From this vantage point, sustainable businesses must find ways to innovate and create opportunity that deliver business value by uniquely solving a market need or the problems of an underserved population. And one of the key ingredients for success lies in the use of information and communications technologies. Getting affordable computing technology into the hands of the disadvantaged is no longer an ideal reserved for philanthropic endeavors, but rather a business imperative for long-term viability.
When technology behemoths such as Microsoft and Intel are focused on creating customers out of "next billion" people it is clear that there is opportunity. The goal is to be able to reach and ultimately raise up that population so they can participate in a meaningful way in the global economy - and that requires getting them connected to it.
The proliferation of devices, such as smartphones and netbooks, could be defined as the business approach to solving what was once seen as strictly such a philanthropic endeavor. And while the philanthropic work of organizations such as "One Laptop Per Child," are incredibly important, perhaps one of the best ways to achieve the mission is to ensure businesses understand that their future market opportunities and workforce productivity is dependent on a connected, technologically empowered population.

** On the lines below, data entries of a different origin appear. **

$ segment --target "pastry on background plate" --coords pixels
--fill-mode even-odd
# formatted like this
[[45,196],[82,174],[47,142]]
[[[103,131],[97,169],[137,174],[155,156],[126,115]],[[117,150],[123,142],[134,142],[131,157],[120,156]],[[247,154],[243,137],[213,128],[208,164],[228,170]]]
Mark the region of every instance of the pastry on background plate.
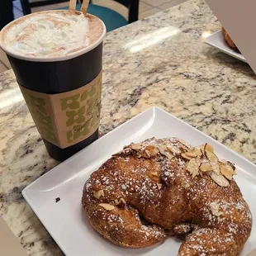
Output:
[[116,244],[143,248],[176,235],[183,239],[179,256],[235,256],[252,216],[235,174],[208,144],[152,138],[126,146],[94,172],[82,204],[92,226]]
[[221,29],[222,34],[224,36],[224,38],[225,40],[225,41],[227,42],[227,44],[229,45],[229,46],[230,48],[232,48],[233,50],[236,50],[239,51],[237,46],[235,45],[235,44],[234,43],[233,40],[231,39],[231,37],[230,36],[230,35],[228,34],[228,32],[225,31],[225,29],[222,26]]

Businesses that can effectively leverage information and communications technology to reach engage and educate their constituents, from potential employees to consumers, are going to be well positioned to capitalize on opportunities. With a strong technology strategy, they will be able to create new business models, markets, and routes to consumers. They will be able to collaborate and tap into global knowledge workers to innovate and drive differentiation. They will be able to reduce resource consumption and drive operational efficiencies to reduce costs and prepare for a carbon-constrained economy.
Sustainable businesses recognize it's not about compliance, which is a management mechanism, but rather about being able to identify growth opportunities, as the result of evolving needs in society, that will ultimately allow companies to thrive. Those businesses that are able to use information and communications technologies to tie their strategy to mega trends and identify growth opportunities as the result of evolving societal needs will be able to maintain long-term economic opportunities and market relevance.